Test organisms (species):

Daphnia magna

Details on test organisms:

TEST ORGANISM
- Common name: Daphnia magna
- Strain: Berlin
- Source: Umweltbundesamt Berlin
- Age at study initiation: between 0 and 24 hours
- Feeding during test: none

Test type:

other: 1 + 2 Experiment: static; 3 - 6 Experiment: semi-static

Water media type:

freshwater

Limit test:

yes

Total exposure duration:

48 h

Test temperature:

1. 21.5 – 21.7 °C
2. 20.5 – 20.8 °C
3. 20.2 – 20.8 °C
4. 20.2 - 20.8 °C
5. 20.2 – 20.8 °C
6. 20.2 – 20.8 °C

pH:

1. 7.8 to 8.1
2. 7.8 to 8.0
3. 7.8 to 8.1
4. 7.8 to 8.0
5. 7.8 to 8.1
6. 7.8 to 8.1

Dissolved oxygen:

above 8 mg/L

Nominal and measured concentrations:

1. Experiment: 100 mg/L (nominal)
2. Experiment: 100 mg/L (nominal)
3. Experiment: 0.1 mg/L (nominal)
4. Experiment: 1 mg/L (nominal)
5. Experiment: 1 mg/L (nominal)
6. Experiment: 0.1, 0.18, 0.32, 0.56 and 1 mg/L (nominal)

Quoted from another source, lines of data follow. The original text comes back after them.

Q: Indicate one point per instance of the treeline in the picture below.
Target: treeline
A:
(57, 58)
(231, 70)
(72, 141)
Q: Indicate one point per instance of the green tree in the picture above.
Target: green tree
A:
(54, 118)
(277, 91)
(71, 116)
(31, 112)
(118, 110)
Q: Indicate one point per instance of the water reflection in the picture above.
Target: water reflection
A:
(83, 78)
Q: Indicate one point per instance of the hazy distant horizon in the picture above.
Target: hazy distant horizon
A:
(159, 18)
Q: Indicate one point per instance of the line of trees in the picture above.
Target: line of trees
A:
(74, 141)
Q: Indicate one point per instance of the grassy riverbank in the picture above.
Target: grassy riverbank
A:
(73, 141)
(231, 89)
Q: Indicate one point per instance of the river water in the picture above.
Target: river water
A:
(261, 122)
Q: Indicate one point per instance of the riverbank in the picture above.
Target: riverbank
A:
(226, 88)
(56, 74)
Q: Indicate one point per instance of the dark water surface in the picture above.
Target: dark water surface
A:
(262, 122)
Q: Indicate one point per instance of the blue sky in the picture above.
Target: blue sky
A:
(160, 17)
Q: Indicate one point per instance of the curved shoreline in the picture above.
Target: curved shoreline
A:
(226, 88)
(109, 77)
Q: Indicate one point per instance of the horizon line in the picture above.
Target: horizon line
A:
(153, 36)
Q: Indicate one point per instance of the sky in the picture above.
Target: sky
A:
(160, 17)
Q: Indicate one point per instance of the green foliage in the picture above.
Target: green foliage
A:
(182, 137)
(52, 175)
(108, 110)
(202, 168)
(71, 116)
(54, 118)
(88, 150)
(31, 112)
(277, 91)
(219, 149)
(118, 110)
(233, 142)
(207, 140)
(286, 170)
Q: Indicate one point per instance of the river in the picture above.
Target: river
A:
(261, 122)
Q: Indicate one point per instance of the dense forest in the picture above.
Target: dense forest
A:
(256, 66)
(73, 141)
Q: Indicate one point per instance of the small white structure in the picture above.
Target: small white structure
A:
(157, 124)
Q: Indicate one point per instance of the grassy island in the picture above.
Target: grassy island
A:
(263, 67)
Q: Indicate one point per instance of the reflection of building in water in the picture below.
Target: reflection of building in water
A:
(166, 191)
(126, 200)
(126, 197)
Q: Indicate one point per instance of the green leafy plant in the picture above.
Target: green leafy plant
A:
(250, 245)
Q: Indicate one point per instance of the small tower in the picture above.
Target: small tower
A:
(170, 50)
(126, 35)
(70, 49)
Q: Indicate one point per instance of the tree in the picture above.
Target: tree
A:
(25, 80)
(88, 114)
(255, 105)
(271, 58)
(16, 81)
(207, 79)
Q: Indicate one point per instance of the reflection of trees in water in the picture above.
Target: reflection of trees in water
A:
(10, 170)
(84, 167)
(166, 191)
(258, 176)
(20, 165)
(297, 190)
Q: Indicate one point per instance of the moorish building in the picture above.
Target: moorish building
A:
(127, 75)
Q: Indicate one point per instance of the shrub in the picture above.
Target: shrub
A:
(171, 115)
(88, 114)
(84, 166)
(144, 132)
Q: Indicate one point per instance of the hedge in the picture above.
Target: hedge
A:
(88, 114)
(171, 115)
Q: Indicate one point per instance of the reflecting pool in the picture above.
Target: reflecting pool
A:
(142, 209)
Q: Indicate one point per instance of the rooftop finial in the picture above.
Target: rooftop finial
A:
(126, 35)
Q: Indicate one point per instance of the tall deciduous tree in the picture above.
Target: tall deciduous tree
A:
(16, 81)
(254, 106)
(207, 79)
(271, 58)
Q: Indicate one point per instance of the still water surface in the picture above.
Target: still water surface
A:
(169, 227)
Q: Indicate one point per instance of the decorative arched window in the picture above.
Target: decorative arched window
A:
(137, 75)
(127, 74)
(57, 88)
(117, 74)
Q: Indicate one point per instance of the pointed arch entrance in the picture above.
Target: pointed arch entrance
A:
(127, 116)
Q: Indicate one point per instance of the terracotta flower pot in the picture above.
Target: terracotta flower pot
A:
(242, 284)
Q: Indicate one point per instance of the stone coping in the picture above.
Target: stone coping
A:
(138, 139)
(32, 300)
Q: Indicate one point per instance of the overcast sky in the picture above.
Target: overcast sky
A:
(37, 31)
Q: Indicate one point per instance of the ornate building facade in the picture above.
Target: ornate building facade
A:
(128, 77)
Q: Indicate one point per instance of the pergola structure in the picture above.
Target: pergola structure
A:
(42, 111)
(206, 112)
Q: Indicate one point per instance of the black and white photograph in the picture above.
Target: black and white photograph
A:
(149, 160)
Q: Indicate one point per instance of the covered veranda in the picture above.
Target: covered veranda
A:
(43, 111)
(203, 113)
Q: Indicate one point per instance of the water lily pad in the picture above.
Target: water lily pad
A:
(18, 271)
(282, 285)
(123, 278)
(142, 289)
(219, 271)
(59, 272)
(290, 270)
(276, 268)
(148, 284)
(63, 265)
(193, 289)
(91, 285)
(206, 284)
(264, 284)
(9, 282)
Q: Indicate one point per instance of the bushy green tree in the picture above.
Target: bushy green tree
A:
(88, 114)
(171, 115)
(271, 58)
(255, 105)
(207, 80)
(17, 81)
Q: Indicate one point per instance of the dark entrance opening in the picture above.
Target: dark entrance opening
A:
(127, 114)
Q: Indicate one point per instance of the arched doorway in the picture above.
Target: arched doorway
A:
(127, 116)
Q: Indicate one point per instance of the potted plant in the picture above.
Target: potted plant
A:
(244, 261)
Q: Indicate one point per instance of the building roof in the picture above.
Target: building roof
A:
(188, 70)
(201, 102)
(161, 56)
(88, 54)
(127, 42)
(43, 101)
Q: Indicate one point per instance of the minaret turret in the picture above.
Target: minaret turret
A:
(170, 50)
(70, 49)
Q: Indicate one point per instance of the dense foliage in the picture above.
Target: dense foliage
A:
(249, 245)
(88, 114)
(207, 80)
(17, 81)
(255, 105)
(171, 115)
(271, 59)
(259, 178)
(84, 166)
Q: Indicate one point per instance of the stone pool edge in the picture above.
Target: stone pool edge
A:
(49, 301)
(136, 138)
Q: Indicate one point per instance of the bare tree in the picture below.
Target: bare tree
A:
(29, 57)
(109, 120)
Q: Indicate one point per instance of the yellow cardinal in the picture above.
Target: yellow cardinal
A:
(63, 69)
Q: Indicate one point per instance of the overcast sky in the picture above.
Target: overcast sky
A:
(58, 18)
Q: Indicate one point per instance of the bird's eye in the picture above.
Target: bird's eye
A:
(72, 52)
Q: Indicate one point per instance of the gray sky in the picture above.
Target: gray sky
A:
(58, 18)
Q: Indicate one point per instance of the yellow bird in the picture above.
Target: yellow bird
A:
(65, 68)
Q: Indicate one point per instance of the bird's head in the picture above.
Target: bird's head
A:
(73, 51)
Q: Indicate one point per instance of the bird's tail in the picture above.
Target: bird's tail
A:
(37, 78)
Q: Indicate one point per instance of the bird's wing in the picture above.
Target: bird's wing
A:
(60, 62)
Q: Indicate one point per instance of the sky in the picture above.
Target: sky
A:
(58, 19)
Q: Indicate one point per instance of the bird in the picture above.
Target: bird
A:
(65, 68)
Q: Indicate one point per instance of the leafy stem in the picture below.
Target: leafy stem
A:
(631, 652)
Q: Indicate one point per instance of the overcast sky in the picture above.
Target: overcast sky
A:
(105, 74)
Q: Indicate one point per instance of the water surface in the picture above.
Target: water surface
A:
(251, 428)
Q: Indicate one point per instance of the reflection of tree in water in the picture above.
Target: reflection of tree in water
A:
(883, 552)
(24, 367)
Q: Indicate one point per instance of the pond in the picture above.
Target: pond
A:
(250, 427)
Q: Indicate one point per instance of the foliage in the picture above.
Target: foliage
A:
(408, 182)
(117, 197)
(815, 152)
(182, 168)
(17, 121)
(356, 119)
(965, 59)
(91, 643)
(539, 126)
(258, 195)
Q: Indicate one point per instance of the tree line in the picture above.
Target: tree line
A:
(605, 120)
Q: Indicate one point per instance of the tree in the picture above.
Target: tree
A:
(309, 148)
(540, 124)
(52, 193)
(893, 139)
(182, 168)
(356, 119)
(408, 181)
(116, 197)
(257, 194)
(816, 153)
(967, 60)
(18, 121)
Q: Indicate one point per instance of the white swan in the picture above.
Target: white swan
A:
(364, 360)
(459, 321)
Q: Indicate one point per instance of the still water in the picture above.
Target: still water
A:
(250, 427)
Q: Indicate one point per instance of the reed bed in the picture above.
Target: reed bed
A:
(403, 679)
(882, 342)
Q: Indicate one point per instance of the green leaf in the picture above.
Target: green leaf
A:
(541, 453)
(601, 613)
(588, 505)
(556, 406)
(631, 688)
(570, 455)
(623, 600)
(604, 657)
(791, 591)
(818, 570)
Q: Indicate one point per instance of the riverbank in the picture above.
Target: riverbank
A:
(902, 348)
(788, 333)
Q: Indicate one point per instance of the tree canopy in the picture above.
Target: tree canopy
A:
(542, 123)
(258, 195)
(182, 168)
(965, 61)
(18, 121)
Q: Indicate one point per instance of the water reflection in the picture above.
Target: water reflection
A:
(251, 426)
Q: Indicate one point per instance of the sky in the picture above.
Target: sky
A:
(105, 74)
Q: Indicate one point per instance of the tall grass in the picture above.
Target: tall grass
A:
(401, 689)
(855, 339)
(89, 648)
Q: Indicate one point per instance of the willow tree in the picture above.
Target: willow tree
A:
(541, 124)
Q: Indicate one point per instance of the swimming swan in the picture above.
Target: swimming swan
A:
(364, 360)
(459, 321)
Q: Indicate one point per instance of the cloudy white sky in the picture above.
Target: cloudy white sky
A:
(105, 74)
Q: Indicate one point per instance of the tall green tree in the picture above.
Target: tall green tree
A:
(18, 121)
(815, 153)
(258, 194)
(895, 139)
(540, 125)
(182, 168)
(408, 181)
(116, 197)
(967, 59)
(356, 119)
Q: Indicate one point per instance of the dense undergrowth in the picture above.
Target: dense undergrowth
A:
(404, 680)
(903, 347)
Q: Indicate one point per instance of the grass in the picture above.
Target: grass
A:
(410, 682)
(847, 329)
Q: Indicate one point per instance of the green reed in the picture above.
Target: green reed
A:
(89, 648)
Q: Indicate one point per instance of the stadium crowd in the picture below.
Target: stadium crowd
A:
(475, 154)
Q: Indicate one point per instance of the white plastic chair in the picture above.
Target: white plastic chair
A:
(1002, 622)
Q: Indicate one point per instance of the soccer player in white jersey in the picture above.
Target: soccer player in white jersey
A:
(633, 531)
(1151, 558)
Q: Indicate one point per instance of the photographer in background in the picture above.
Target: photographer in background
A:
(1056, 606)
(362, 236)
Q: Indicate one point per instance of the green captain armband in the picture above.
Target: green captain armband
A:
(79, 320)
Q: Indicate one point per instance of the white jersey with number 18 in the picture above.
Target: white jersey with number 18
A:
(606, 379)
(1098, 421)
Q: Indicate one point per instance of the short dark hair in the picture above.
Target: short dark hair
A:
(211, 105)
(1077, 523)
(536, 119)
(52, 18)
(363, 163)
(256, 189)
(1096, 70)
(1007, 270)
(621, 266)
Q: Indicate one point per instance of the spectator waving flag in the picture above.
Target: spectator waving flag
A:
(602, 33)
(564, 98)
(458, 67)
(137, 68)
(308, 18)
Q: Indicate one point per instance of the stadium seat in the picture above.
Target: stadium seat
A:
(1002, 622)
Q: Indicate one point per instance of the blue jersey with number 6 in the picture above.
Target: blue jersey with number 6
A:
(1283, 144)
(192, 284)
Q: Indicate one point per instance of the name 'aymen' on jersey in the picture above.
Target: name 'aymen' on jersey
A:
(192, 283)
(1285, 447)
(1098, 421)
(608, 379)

Details on test conditions:

TEST SYSTEM
- Test vessel: glass beakers, nominal volume 50 L, tall shape
- No. of organisms per vessel: 5 daphnia
- No. of vessels per concentration (replicates): 2 - 4
- No. of vessels per control (replicates): 2 - 4

TEST MEDIUM / WATER PARAMETERS
in accordance to the guideline

OTHER TEST CONDITIONS
- Photoperiod: 16/8 hours, using neon tubes
- Light intensity: 20 ± 2 °C

Reference substance (positive control):

yes

Remarks:

Potassium dichromate

Duration:

24 h

Dose descriptor:

NOEC

Effect conc.:

0.32 mg/L

Nominal / measured:

nominal

Conc. based on:

test mat.

Basis for effect:

mobility

Key result

Duration:

48 h

Dose descriptor:

NOEC

Effect conc.:

0.18 mg/L

Nominal / measured:

nominal

Conc. based on:

test mat.

Basis for effect:

mobility

Duration:

24 h

Dose descriptor:

EC50

Effect conc.:

1.4 mg/L

Nominal / measured:

nominal

Conc. based on:

test mat.

Basis for effect:

mobility

Key result

Duration:

48 h

Dose descriptor:

EC50

Effect conc.:

ca. 1 mg/L

Nominal / measured:

nominal

Conc. based on:

test mat.

Basis for effect:

mobility

Remarks on result:

other: exact value after linear extrapolation: 1.02 mg/L

Details on results:

1 Experiment:
The daphnia were immobilized caused by an oily film on the surface. During the shaking period for the preparation of the WAF, an emulsion was produced. This emulsion couldn’t be separated by membrane filtration and during the test, the undissolved part of the test item rose to the surface. The effect on the daphnia can be stated as a physical effect. Therefore the experiment was repeated, but the test solution was prepared by stirring instead of shaking.
2 Experiment:
The daphnia were immobilized caused by an oily film on the surface. Obviously the undissolved parts of the test item couldn’t be separated by taking the lower phase. The effect on the daphnia can be stated as a physical effect. Therefore the experiment was repeated, but the test solution was prepared by spiking dilution water with a stock solution of the test item in acetone.
3. Experiment:
None of the daphnia were immobilized. As the solubility lies between 0.1 and 1 mg/L (due to the hydrolysis of the test item, no exact water solubility could be determined), it could not be confirmed that the limit of solubility was tested in this experiment. Therefore a further experiment with the treatment 1 mg/L was performed.
4. Experiment:
In the treatment after 24 hours, one daphnia was immobilized at the surface. Through the medium renewal, the daphnia was able to remobilize during the test. Based on these results, a further experiment with analytical determination was performed. In order to ensure testing at the maximal water solubility, the treatment 1 mg/L was chosen.
5. Experiment:
In the treatment 10 % of the daphnia were immobilized on the surface after 24 hours and 30 % after 48 hours. Therefore a further experiment with five concentrations was performed.
6. Experiment:
The immobility values changed in the same treatment between 24 and 48 hours. Caused by the medium renewal some of the daphnia were able to remobilize. In the concentrations 1.0 and 0.56 mg/L an thin oily film could be observed. This film has probably caused the immobilization. As a dose-response correlation is visible, this test was used to determine the results.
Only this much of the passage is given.